To be able to get an inverse the function must be one-to-one. You can plot the functions to get a hint as to whether they are invertible or not.

> f:=x->exp(x)+exp(-x);
> plot(f(x),x=-5..5);
> g:=x->exp(x)-exp(-x);
> plot(g(x),x=-5..5);

Both satisfy the vertical-line test but $f(x)$ is not invertible since it does not satisfy the horizontal-line test. Indeed $f$ is not one-to-one, for instance $f(0.5)=f(-0.5)$. From the plot it seems that the function $g$ is one-to-one. In order to determine its inverse we solve for x.

> solve(g(x)=y,x);

We observe that one of the solutions is not defined since the arguement of the logarithm can only be positive.

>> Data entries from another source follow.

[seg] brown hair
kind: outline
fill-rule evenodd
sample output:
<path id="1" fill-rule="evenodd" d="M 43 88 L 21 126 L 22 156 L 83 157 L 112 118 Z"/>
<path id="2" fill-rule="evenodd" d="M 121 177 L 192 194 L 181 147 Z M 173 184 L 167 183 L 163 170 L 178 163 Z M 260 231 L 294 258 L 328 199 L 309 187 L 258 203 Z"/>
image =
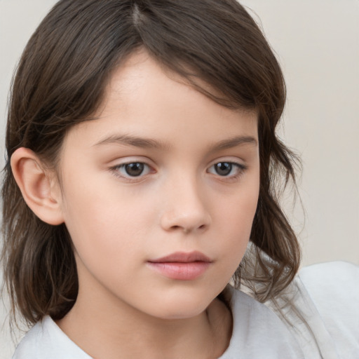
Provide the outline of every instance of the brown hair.
<path id="1" fill-rule="evenodd" d="M 27 207 L 9 161 L 27 147 L 56 167 L 71 126 L 91 118 L 114 69 L 144 48 L 156 61 L 229 108 L 258 111 L 260 193 L 249 250 L 233 279 L 264 302 L 292 281 L 296 236 L 277 186 L 294 179 L 293 156 L 275 133 L 285 100 L 280 66 L 255 21 L 236 0 L 62 0 L 30 39 L 14 78 L 2 187 L 4 277 L 28 323 L 63 317 L 78 291 L 65 224 L 41 222 Z M 201 86 L 204 81 L 214 91 Z"/>

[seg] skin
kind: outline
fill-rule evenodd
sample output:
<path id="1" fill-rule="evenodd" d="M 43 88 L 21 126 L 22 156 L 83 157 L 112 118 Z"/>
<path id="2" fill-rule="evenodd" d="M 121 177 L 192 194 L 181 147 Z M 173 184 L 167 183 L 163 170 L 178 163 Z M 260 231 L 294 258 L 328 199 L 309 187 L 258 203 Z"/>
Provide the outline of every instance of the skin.
<path id="1" fill-rule="evenodd" d="M 52 191 L 79 280 L 57 325 L 95 358 L 218 358 L 232 323 L 216 297 L 244 255 L 258 199 L 257 114 L 220 106 L 140 52 L 114 73 L 96 115 L 67 135 Z M 144 172 L 129 175 L 130 163 Z M 219 174 L 218 163 L 232 169 Z M 194 280 L 149 266 L 193 251 L 210 259 Z"/>

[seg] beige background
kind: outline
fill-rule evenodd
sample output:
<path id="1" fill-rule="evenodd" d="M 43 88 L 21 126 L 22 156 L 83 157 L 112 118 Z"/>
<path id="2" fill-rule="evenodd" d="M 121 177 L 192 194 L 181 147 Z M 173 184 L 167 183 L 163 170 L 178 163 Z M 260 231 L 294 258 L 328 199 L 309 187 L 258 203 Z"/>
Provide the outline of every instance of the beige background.
<path id="1" fill-rule="evenodd" d="M 288 101 L 281 137 L 303 160 L 305 208 L 288 216 L 303 264 L 359 264 L 359 1 L 245 0 L 282 64 Z M 13 70 L 53 0 L 0 0 L 0 150 Z M 1 165 L 4 164 L 1 155 Z M 297 203 L 298 204 L 298 203 Z M 0 278 L 1 279 L 1 278 Z M 0 305 L 0 359 L 13 344 Z M 2 325 L 1 325 L 2 326 Z"/>

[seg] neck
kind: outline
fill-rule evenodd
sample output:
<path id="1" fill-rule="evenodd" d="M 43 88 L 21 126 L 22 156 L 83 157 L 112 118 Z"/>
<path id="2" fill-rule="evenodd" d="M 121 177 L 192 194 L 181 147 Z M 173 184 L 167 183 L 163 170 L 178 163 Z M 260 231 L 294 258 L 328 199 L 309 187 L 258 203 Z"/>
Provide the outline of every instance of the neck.
<path id="1" fill-rule="evenodd" d="M 84 294 L 79 291 L 75 305 L 57 325 L 93 358 L 212 359 L 229 344 L 231 316 L 218 299 L 196 316 L 162 319 L 118 299 L 104 305 L 95 295 L 90 300 L 88 292 Z"/>

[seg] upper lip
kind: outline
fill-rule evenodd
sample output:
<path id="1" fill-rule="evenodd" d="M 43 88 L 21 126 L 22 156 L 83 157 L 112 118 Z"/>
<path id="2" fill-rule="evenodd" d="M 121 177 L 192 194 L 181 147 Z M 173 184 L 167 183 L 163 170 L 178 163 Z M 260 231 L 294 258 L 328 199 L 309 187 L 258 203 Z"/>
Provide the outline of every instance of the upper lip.
<path id="1" fill-rule="evenodd" d="M 175 252 L 169 255 L 161 257 L 161 258 L 156 258 L 155 259 L 151 259 L 149 261 L 151 263 L 168 263 L 168 262 L 177 262 L 177 263 L 191 263 L 193 262 L 212 262 L 210 258 L 206 255 L 203 255 L 201 252 Z"/>

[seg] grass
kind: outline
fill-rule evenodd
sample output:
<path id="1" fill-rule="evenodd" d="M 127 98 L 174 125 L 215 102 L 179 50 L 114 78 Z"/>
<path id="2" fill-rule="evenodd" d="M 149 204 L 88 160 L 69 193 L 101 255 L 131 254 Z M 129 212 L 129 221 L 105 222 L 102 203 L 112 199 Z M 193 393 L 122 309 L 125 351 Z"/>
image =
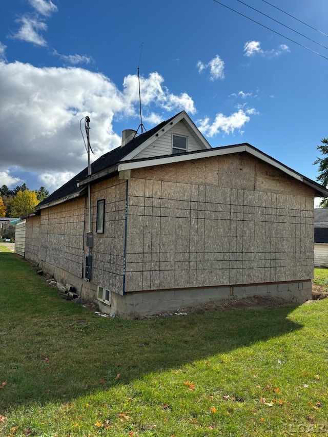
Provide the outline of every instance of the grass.
<path id="1" fill-rule="evenodd" d="M 128 321 L 63 300 L 13 254 L 0 266 L 2 437 L 328 431 L 328 299 Z"/>
<path id="2" fill-rule="evenodd" d="M 318 285 L 328 287 L 328 268 L 315 268 L 313 282 Z"/>

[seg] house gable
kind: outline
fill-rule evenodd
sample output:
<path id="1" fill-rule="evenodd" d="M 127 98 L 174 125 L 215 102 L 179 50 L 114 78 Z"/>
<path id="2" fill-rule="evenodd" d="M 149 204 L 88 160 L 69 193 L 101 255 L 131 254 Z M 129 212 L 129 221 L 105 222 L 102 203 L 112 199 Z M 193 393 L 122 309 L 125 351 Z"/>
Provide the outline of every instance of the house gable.
<path id="1" fill-rule="evenodd" d="M 188 137 L 190 144 L 188 152 L 212 149 L 184 111 L 170 118 L 163 126 L 163 123 L 158 125 L 158 128 L 152 136 L 126 155 L 121 161 L 171 155 L 172 133 Z"/>

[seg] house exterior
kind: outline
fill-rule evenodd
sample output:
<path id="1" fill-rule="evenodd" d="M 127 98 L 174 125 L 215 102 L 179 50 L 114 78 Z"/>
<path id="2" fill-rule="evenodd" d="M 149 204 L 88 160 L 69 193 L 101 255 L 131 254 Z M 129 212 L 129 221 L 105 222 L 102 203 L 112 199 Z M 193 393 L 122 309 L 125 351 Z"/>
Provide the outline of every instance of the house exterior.
<path id="1" fill-rule="evenodd" d="M 311 299 L 327 190 L 247 143 L 211 148 L 184 111 L 135 134 L 37 205 L 26 258 L 112 316 Z"/>
<path id="2" fill-rule="evenodd" d="M 328 267 L 328 208 L 314 210 L 314 265 Z"/>

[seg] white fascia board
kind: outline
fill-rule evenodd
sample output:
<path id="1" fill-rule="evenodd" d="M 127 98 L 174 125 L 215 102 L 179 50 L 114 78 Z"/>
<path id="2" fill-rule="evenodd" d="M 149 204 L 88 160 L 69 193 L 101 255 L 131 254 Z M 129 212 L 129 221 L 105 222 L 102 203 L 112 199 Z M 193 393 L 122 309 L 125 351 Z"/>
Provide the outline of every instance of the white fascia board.
<path id="1" fill-rule="evenodd" d="M 234 153 L 244 152 L 245 146 L 240 145 L 234 149 Z M 154 159 L 147 159 L 145 161 L 136 161 L 130 162 L 121 162 L 118 164 L 118 170 L 128 170 L 132 169 L 142 169 L 143 167 L 152 167 L 154 165 L 161 165 L 163 164 L 171 164 L 173 162 L 182 162 L 183 161 L 191 161 L 194 159 L 200 159 L 211 156 L 217 156 L 219 155 L 228 155 L 232 153 L 231 149 L 224 149 L 221 150 L 202 151 L 197 153 L 179 153 L 176 155 L 168 155 L 162 158 Z"/>
<path id="2" fill-rule="evenodd" d="M 200 159 L 202 158 L 208 158 L 212 156 L 219 156 L 223 155 L 230 155 L 232 153 L 239 153 L 241 152 L 247 152 L 253 156 L 255 156 L 261 161 L 264 161 L 271 165 L 276 167 L 277 169 L 286 173 L 289 176 L 303 182 L 303 178 L 289 169 L 285 167 L 282 164 L 280 164 L 276 161 L 270 158 L 269 156 L 263 155 L 261 152 L 254 150 L 249 147 L 247 144 L 241 144 L 240 145 L 227 147 L 224 149 L 219 150 L 212 149 L 203 151 L 197 153 L 190 154 L 179 154 L 178 155 L 172 155 L 168 156 L 163 156 L 162 158 L 149 159 L 147 161 L 138 161 L 136 162 L 121 163 L 118 164 L 118 170 L 126 170 L 132 169 L 141 169 L 143 167 L 150 167 L 153 165 L 160 165 L 163 164 L 171 164 L 173 162 L 181 162 L 183 161 L 190 161 L 194 159 Z"/>

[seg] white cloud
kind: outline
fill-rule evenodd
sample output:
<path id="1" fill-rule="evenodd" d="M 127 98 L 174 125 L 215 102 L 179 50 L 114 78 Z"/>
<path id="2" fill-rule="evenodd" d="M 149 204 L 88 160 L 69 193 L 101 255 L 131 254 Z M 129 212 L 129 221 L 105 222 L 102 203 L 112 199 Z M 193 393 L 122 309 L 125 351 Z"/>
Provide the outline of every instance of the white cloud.
<path id="1" fill-rule="evenodd" d="M 241 128 L 250 119 L 246 111 L 240 109 L 237 112 L 228 116 L 223 114 L 217 114 L 213 122 L 209 117 L 200 120 L 198 121 L 198 129 L 210 137 L 221 132 L 225 134 L 233 134 L 236 130 L 240 131 Z"/>
<path id="2" fill-rule="evenodd" d="M 13 37 L 37 46 L 47 46 L 46 40 L 38 33 L 39 31 L 47 30 L 45 23 L 27 15 L 23 15 L 22 18 L 16 20 L 16 22 L 22 23 L 22 26 L 17 33 L 13 35 Z"/>
<path id="3" fill-rule="evenodd" d="M 29 3 L 37 12 L 46 16 L 50 16 L 52 13 L 58 11 L 58 8 L 51 0 L 49 2 L 46 0 L 29 0 Z"/>
<path id="4" fill-rule="evenodd" d="M 43 186 L 52 191 L 54 191 L 64 185 L 68 180 L 75 175 L 72 172 L 54 172 L 53 173 L 42 173 L 38 177 L 38 179 Z"/>
<path id="5" fill-rule="evenodd" d="M 60 55 L 55 51 L 54 54 L 58 55 L 60 59 L 72 65 L 78 64 L 90 64 L 93 62 L 93 58 L 86 55 Z"/>
<path id="6" fill-rule="evenodd" d="M 255 53 L 263 53 L 259 41 L 248 41 L 244 44 L 244 56 L 252 56 Z"/>
<path id="7" fill-rule="evenodd" d="M 264 50 L 261 47 L 259 41 L 248 41 L 244 44 L 244 56 L 250 57 L 256 54 L 261 54 L 269 57 L 277 56 L 283 52 L 290 52 L 289 47 L 285 44 L 280 44 L 277 49 Z"/>
<path id="8" fill-rule="evenodd" d="M 7 61 L 7 58 L 5 54 L 6 49 L 7 49 L 7 46 L 3 44 L 0 41 L 0 61 L 2 60 Z"/>
<path id="9" fill-rule="evenodd" d="M 9 171 L 6 170 L 4 172 L 0 172 L 0 186 L 6 185 L 10 188 L 13 185 L 17 185 L 22 182 L 19 178 L 13 177 L 9 174 Z"/>
<path id="10" fill-rule="evenodd" d="M 204 64 L 201 61 L 199 60 L 196 66 L 199 73 L 201 73 L 203 70 L 209 68 L 211 80 L 224 78 L 224 63 L 218 55 L 216 55 L 215 57 L 211 59 L 207 64 Z"/>
<path id="11" fill-rule="evenodd" d="M 140 77 L 144 119 L 162 121 L 169 117 L 156 113 L 167 111 L 194 113 L 191 97 L 170 93 L 163 81 L 156 72 Z M 114 119 L 129 122 L 127 128 L 131 117 L 133 126 L 139 124 L 136 75 L 126 77 L 120 89 L 104 74 L 81 68 L 0 63 L 0 135 L 7 146 L 2 149 L 0 171 L 16 166 L 41 175 L 42 184 L 49 190 L 86 167 L 79 127 L 82 118 L 90 117 L 93 159 L 120 144 Z"/>
<path id="12" fill-rule="evenodd" d="M 257 95 L 253 95 L 253 92 L 251 93 L 244 93 L 243 91 L 239 91 L 238 93 L 233 93 L 230 95 L 234 97 L 240 97 L 242 99 L 246 99 L 247 97 L 257 97 Z"/>

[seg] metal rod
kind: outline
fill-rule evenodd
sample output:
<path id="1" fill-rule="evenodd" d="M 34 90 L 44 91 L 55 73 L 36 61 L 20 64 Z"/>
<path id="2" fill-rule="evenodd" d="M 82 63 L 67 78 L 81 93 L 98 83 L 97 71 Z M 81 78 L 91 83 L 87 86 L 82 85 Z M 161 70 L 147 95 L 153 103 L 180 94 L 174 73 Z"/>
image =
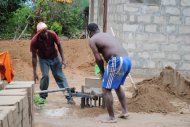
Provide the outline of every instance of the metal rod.
<path id="1" fill-rule="evenodd" d="M 49 90 L 42 90 L 42 91 L 36 91 L 35 94 L 41 94 L 41 93 L 53 93 L 53 92 L 59 92 L 59 91 L 66 91 L 70 88 L 58 88 L 58 89 L 49 89 Z"/>

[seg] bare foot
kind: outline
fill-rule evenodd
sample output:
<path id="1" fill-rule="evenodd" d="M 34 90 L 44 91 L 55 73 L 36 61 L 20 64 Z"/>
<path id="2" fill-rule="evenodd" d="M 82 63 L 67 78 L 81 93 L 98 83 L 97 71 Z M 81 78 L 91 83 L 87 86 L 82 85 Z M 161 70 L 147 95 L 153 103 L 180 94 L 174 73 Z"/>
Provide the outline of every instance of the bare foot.
<path id="1" fill-rule="evenodd" d="M 121 114 L 118 116 L 118 118 L 122 118 L 122 119 L 127 119 L 128 117 L 129 117 L 129 114 L 128 114 L 128 113 L 125 113 L 125 114 L 121 113 Z"/>
<path id="2" fill-rule="evenodd" d="M 117 123 L 117 120 L 115 118 L 108 118 L 101 121 L 102 123 Z"/>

Thus:

$$g^{-1}(y)=ln(\frac{y}{2}+\frac{\sqrt(y^2+4}{2})$$

> ginv:=y->ln(y/2+sqrt(y^2+4)/2);

Let's look at the plot along with the line $y=x$ to see if our functions seem to make sense.

> plot({x,g(x),ginv(x)},x=-20..20,y=-20..20,scaling=constrained);

Let's check that we have computed the right inverse. By definition the composot ion of the functions should be the line $y=x$ since an inverse is the reflectio n about this line.

$$(g\circ g^{-1})(y)=y=(g^{-1}\circ g)(x)=x$$

> g(ginv(y));
> simplify(%);
> ginv(g(x));
> simplify(%);

We are having difficulty getting $x$ for the last composition. Think about what issue the computer has in dealing with this simplification as you will come across this in the exercises.

Exercises

1. Caclulate the future value of an ivestment of $1,500. earning 4.75% interest over a 9 year period using the formula for compound interest that compounds the interest for each of the following: yearly, semi-anually, quarterly, monthly, daily, hourly, and continuously. Explain what you observe.

2. 1. Use Maple's solve command to verify the formula in the background that calculates the time $t$ in years that it would take to reach a desired future value $FV$ making regular payments of $x$ dollars per compound period, compounded $n$ times per year with interest rate $r$.
   2. Use this formula to approximate the number of years it would take to save $50,000 if you invested $1200 per year with an average rate of return at 3.5% compounded yearly.

3. 
   
   $$f(x)=\frac{e^x-e^{-x}}{e^x+e^{-x}}$$
   
   
   
   
   $$g(x)=\frac{ln(x^2-4)}{x}$$
   
   

   A)

   Plot the function $f$ over the interval $-5 \leq x \leq 5$ and plot the function $g$ over the interval $0 \leq x \leq 50$. Which function is not invertible and why?

   B)

   Find the inverse of the invertible function.

   C)

   Plot the function and its inverse along with the line $y=x$ on the domain of $- 3 \leq x \leq 3$.

   D)

   Show that you have the correct inverse by using the composite definition. (When you come across a simplifying problem and have figured out why the computer won't simplify ask your lab instructor how to bypass this problem.)